A collection of invited chapters dedicated to Carlos Segovia, this unified and self-contained volume examines recent developments in real and harmonic analysis. The work begins with a chronological description of Segovia’s mathematical life, his original ideas and their evolution, which may be a source of inspiration for many mathematicians working in the fields of harmonic analysis, functional analysis, and partial differential equations.
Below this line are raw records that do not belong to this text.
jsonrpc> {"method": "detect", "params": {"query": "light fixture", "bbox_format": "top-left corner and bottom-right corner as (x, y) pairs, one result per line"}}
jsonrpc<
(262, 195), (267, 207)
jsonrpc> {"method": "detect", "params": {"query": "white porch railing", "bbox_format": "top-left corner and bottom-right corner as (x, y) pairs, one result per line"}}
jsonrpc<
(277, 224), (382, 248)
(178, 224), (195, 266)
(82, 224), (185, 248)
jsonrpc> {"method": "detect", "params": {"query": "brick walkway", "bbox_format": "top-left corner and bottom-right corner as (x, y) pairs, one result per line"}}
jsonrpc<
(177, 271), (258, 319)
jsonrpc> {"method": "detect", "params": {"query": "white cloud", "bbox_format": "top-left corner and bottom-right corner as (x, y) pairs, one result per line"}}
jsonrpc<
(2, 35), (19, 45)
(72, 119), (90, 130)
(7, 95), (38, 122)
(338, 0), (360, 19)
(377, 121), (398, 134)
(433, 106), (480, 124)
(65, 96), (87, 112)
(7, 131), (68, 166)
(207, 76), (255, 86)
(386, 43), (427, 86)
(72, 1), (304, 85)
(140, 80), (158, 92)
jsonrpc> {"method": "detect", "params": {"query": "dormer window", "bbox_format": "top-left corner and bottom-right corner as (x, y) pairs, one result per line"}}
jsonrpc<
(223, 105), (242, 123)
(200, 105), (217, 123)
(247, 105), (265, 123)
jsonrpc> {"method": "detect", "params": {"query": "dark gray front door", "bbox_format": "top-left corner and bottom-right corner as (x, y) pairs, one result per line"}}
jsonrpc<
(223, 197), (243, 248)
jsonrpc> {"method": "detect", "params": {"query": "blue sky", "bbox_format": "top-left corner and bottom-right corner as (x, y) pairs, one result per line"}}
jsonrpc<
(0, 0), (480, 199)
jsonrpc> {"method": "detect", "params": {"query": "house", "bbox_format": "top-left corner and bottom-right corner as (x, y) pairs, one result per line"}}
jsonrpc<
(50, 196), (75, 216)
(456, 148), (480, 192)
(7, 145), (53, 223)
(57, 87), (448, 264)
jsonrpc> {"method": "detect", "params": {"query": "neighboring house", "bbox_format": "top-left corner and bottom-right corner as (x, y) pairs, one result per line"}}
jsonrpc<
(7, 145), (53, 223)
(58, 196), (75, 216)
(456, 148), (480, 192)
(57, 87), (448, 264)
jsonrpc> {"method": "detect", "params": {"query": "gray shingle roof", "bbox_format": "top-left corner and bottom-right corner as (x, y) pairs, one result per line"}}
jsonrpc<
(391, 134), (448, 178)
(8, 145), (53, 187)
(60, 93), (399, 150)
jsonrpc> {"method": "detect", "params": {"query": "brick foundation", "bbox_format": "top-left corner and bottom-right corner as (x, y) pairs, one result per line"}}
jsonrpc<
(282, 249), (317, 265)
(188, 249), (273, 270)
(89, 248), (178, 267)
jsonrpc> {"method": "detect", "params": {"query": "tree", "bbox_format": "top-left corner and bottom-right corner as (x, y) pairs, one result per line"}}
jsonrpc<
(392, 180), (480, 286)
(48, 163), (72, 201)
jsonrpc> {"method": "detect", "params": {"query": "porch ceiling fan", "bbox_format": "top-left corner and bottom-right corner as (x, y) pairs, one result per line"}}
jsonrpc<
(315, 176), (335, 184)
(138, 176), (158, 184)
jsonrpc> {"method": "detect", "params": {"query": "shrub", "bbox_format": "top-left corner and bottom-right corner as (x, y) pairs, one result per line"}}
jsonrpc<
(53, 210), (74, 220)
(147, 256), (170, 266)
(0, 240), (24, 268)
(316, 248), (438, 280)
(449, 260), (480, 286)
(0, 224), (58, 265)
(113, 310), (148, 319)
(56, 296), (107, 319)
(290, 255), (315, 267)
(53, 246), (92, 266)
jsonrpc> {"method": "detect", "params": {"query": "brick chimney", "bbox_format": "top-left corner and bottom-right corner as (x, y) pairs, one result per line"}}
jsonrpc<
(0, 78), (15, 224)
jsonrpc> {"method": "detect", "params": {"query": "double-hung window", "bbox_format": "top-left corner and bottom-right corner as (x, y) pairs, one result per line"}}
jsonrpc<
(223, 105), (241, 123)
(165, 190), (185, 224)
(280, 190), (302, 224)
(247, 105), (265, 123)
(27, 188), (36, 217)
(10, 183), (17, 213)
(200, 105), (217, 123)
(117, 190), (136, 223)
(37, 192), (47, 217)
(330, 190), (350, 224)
Apart from this contribution, two different types of chapters are featured in the work: surveys dealing with Carlos’ favorite topics, and PDE works written by students and colleagues close to Segovia whose careers were in some way influenced by him.
Specific topics covered include:
* Vector-valued singular integral equations
* Harmonic analysis related to Hermite expansions
* Gas flow in porous media
* Global well-posedness of the KPI Equation
* Monge–Ampère type equations and applications
* Spaces of homogeneous type
* Hardy and Lipschitz spaces
* One-sided operators
This book will be useful to graduate students as well as pure and applied mathematicians interested in new mathematical developments in areas related to real and harmonic analysis.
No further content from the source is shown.